The new API specification helps developers to create solutions that can both identify a speaker’s voice and verify the speaker’s authorization to access information or other computer resources. The open, standard API will expand the market for those solutions by allowing developers to engineer applications that will be compatible and interoperable with systems from different vendors, including customers’ existing information networks and the Internet.

Computer networking leader Novell, Inc., chairs the SVAPI sub-committee responsible for the new API specifications and has played a leading role in its development.

Other members include Dialogic, IBM, ITT Industries, Motorola, Texas Instruments, T-NETIX Inc. and several branches of the US government.

Judith Markowitz, an industry consultant, and also a consortium member, predicted, “the strong vendor support behind SVAPI will make this the natural path for both technology and application developers.”

Elizabeth Boyle, a former executive with Chase Manhattan Bank in New York, added her belief that “speaker verification and identification technology will be a tremendous boon to the banking and electronic commerce industries. I expect to see several high profile security technologies using voice verification this year. This is a high-growth arena with massive potential.”

Customer Networks

The SVAPI is designed to integrate with the client-server applications used by businesses across today’s data and telecommunications networks, including the Internet. The technology can add value to a broad range of Internet and Telephony applications, including Java applications designed for access and distribution across multiple platforms.

Speaker verification and identification technology can provide user-friendly secure access to networks, electronic commerce, stock and bank transactions and many other applications.

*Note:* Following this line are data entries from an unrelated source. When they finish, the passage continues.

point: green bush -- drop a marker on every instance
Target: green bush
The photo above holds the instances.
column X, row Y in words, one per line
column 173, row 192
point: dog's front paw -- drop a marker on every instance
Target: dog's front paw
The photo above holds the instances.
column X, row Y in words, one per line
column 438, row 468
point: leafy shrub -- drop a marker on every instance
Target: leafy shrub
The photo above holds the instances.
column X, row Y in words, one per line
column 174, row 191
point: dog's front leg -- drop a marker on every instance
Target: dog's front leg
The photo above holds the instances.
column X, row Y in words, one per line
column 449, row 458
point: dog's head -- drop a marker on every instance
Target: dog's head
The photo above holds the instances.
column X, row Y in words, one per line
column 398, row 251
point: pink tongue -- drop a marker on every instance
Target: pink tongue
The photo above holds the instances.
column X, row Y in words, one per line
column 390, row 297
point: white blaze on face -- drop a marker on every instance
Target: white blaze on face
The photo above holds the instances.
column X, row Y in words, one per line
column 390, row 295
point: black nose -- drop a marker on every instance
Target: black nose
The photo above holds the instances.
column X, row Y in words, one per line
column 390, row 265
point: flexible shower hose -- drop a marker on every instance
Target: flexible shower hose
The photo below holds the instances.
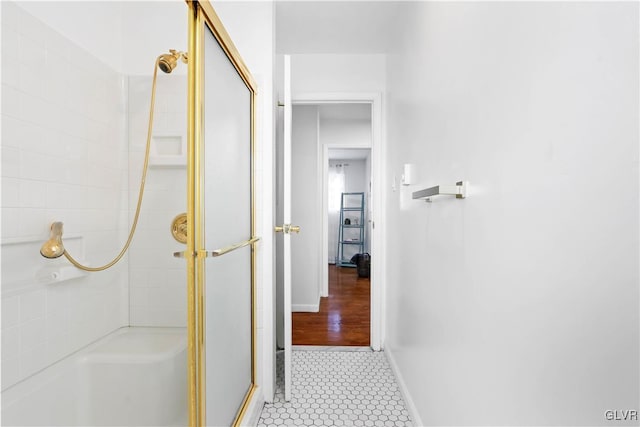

Studies show that speaker verification is more effective in most security applications than conventional systems, which ask the user to type a password. Research indicates that 30% of passwords can be guessed by unauthorized users. By contrast, speaker verification and identification technology is capable of error rates of under a few percent.

Vendor Support

“We have been extremely pleased with the industry collaboration on the SVAPI development,” said Bruce Armstrong, chair of the SRAPI committee and manager, Novell Speech Technologies. “Fierce competitors sat down together and hammered out a solution.”

Frank Smead, president of ITT Industries noted “Customer need for SVAPI is strong. In early 1996, our internal API specification was one of our most popular pieces of literature. Based on this evidence of customer demand, we offered this early version of SVAPI to the committee. It was used as a model to get started on the resultant specifications.”

Moshe Yudkowsky, senior systems architect at computer telephony vendor Dialogic Corporation, said “The SVAPI committee has crafted an excellent API, and has paid careful attention to the problems of telecommunications and large-scale developments.”

“Security is of paramount importance in this age of global network computing,” said Stephane Maes, an IBM software architect. “Speaker verification and identification, especially when utilized with other existing security and encryption technologies, will help accelerate the growth in confidence and use of electronic commerce.”

“We are already adapting our efforts to the SVAPI specification, and will release a SVAPI-compliant software development kit in the third quarter,” said Tom Huzjak, CEO of T-NETIX, Inc.

Barry Frankel, CEO of VeriVoice also was pleased with the SVAPI effort. “We are excited to begin working on SAPI prototypes as soon as SVAPI sample code becomes available.”

The SVAPI is free, and can be downloaded from the SVAPI home page at http://www.srapi.com/svapi or by contacting Bruce Armstrong of Novell at 801-222-5119 or by email at Barmstrong@novell.com .

Prototypes using SVAPI will be showcased by several technology vendors in upcoming industry shows and will be available initially for Java and soon thereafter for Windows 95 and Unix.